# Do your hedgehogs have their Christmas sox?



## Mika (Dec 4, 2008)

My hedgies have their own sox for Christmas!! I just need to find a gift who will fit in it!!


----------



## LizardGirl (Aug 25, 2008)

Inky has his! Not as fancy though.


----------



## drowsydreamer (Aug 28, 2008)

Turbo does!
[attachment=0:11kcfi6i]christmas.jpg[/attachment:11kcfi6i]
His is the little tiny green one on the right. His name is painted on it in red glitter.

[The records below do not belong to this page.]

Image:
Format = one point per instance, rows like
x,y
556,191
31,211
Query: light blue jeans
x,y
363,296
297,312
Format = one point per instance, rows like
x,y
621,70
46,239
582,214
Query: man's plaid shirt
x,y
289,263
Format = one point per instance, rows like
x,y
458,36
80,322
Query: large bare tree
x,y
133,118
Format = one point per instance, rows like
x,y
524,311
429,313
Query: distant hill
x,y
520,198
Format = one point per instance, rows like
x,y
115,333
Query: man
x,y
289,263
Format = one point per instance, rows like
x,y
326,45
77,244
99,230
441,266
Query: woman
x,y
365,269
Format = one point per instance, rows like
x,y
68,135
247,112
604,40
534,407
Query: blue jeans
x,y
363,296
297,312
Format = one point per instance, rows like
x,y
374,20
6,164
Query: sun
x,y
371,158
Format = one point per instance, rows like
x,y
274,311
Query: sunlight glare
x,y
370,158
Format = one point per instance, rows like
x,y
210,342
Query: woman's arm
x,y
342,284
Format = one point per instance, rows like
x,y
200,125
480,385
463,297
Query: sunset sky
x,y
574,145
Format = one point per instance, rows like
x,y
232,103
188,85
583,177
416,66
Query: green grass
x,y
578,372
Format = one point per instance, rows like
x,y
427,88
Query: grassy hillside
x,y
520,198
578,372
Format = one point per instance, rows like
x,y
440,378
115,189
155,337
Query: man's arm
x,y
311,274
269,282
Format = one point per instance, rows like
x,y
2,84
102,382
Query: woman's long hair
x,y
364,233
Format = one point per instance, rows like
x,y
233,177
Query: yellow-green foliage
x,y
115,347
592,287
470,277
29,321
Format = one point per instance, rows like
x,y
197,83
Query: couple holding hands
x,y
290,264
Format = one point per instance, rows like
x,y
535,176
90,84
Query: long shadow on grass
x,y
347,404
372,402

I love the holidays!!!!!


----------



## Mika (Dec 4, 2008)

:lol: it's so cute!!


----------



## numothehedgehog (Aug 30, 2008)

Wow I love your setup


----------



## Vortex (Aug 28, 2008)

awwwwe thats so cute!!!


----------



## Mika (Dec 4, 2008)

numothehedgehog said:


> Wow I love your setup


Thanks!!

You can see it better in my web site!!

http://mikapicpouponniere.piczo.com/vis ... var=000044

it's in french but there's a lot of pictures!!


----------



## numothehedgehog (Aug 30, 2008)

Very nice how much money and time did that consume :lol:


----------



## Mika (Dec 4, 2008)

Which one?? :lol:


----------